A few years ago, I was sat in my desk at a well known American university as snow fell silently outside my window. A knock on the door stirred me from my contemplation. A grad student that I occasionally worked with apologised for interrupting my thoughts and asked if he could borrow the analysis computer that sat in the corner, it’s over-worked twin CPUs gently heating my office.
“Why did you not tunnel in with SSH like I showed you and use it from your own desk?” I noticed the principal investigator of the lab appear behind the student and instantly regretted the inquiry.
“You mean like remote control? That’s cool, you’ll have to show me that sometime.” I shook my head in sad resignation and gestured for them to go ahead.
Young Tim’s (that wasn’t his name) first ever scholarly article was nearing completion, a publication that he desperately needed in order to complete his Ph.D. and start the postdoctoral fellowship that he had been conditionally offered. The gaining of a successful result was vital to the young man’s endeavours. At a prestigious university such as this, success was expected.
The professor stood over Tim’s shoulder asking pertinent questions about the various false colour images of slices of brain that were being called forth from the machine’s silicon workings. Tim dutifully explained the analysis that he had recently done and how he’d finally managed to tease out the result that he’d been looking for all these months. There were just one or two minor details that needed another set of eyes on before we could declare that we’d finally found that publishable result that would earn Tim that coveted Ph.D.
Within a few minutes, I began to become concerned. It became clear to me that entirely unintentionally, the experiment had been constructed and the analysis had been done in ways that all-but guaranteed the desired result. This wasn’t p-hacking or any simple statistical sin. What had happened here was experimenter effect. Due to the nature of the experiment, it was impossible to blind the samples because you could tell with even a cursory examination with the naked eye, which samples were which.
In the gentlest way that I could manage, I talked them both through what I saw and why I was sure the results weren’t valid. At first they didn’t believe me, so I took some of the data, changed the analysis parameters a little and changed the apparent result, proving that I could pretty much make it come out any way I wanted. There was no statistically valid way to know if the effect was real. At some point, the realisation became unavoidable. The professor walked to the opposite side of the room, leaned on the wall and put his head in his hands. The graduate student slumped in his chair, defeated, tears welled in his eyes. I knew I’d done the right thing, but it didn’t stop me feeling like I’d single-handedly destroyed this gifted young man’s immediate career plans.
What happened next I will remember for the rest of my life because it changed the way I think about how science is practiced. The professor rallied and proposed another analysis strategy; one that very well could be the correct way.

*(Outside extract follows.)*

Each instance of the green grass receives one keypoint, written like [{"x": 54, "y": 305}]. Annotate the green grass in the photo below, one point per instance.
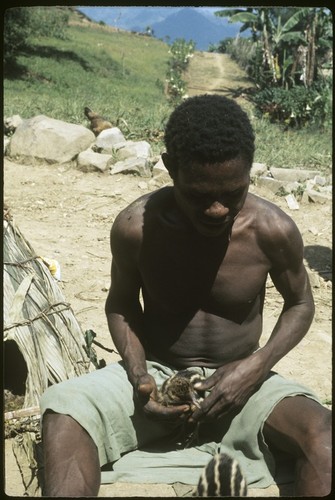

The grad student stopped looking at his shoes and desperately began to re-analyse the data. The result didn’t come out right so another idea was floated, then another. Eventually, a consistent criteria was found that would preserve the needed result. The images looked good, the graph came out right and it was a consistent analysis protocol that was applied to all samples. Even the statistics came out okay, so the problem was solved.
Only it wasn’t really solved. The way that we eventually settled on might have been the correct way to do the analysis, but we chose it because it gave the answer we wanted. You can’t reverse engineer an analysis protocol, even if you use the same protocol across all samples or data points, it still invalidates the statistics. I nearly spoke up but then I made eye contact with the professor.
Deep down, he knew, as I did that that we hadn’t proved that our result was robust, but there were other things to think about. This one experiment was part of bigger research project. We had other data that supported the overarching story of the science that we were trying to tell. The probability was that while this experiment may or may not have technically failed, it probably should have worked, so our analysis protocol was probably right. Right? To let this result enter the literature wouldn’t have a significant effect, it wouldn’t cause anybody to go down an experimental path that they weren’t going to anyway, and it didn’t rule out any life-saving approaches. There was no point being puritanical about it.
That particular experimental technique was notoriously confounded. It would be unfair to punish the grad student because the technique created results that were difficult to interpret; he was only doing the project he was given. If we were to say that we couldn’t publish the data because it wasn’t completely robust, who knows how long it would have taken that grad student to get this incredibly difficult experiment to work? A year? maybe two? Perhaps it never would and he’d have to start again with a new project. He’d certainly have lost that highly prestigious postdoc position and who knows if he’d have found another. To prevent that article from being published and seriously delay his graduation, or even prevent him from going into academic science altogether would have been a loss to the academy and unfair.
So, the question that I ask you, dear reader is: What would you have done?
Note: Almost all of the details in the the above story are made up. It wasn’t even snowing; it was June.